Goes into effect Jan 1, 2016
Summary as passed House: (all summaries)
Vision care plans; reimbursement for services. Prohibits a participating provider agreement between a vision care plan carrier and an optometrist or ophthalmologist from establishing the fee or rate that the optometrist or ophthalmologist is required to accept for the provision of health care materials or services, or from requiring that an optometrist or ophthalmologist accept the reimbursement paid by the vision care plan carrier as payment in full, unless the services or materials are covered services or covered materials under the applicable vision care plan.
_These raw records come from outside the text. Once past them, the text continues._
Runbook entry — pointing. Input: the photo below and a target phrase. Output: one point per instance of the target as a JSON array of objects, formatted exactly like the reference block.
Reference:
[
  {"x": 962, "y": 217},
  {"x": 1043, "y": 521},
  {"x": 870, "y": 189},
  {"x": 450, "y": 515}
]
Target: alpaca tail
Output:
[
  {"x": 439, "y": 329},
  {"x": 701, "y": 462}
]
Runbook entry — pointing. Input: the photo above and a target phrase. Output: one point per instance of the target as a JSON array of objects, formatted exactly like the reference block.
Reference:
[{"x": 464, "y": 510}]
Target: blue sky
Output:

Reimbursements by a vision care plan carrier are required to be reasonable, which is defined as the negotiated fee or rate that is set forth in the participating provider agreement and is acceptable to the provider. Vision care plans shall not require an optometrist or ophthalmologist to use a particular optical laboratory, manufacturer of eyeglass frames or contact lenses, or third-party supplier as a condition of participation in a vision care plan. Changes to a participating provider agreement shall be submitted in writing to the optometrist or ophthalmologist at least 30 days prior to their effective date. Provisions of this measure that relate to covered materials also apply to licensed opticians practicing in the Commonwealth. The State Corporation Commission does not have jurisdiction to adjudicate individual controversies arising out of this measure.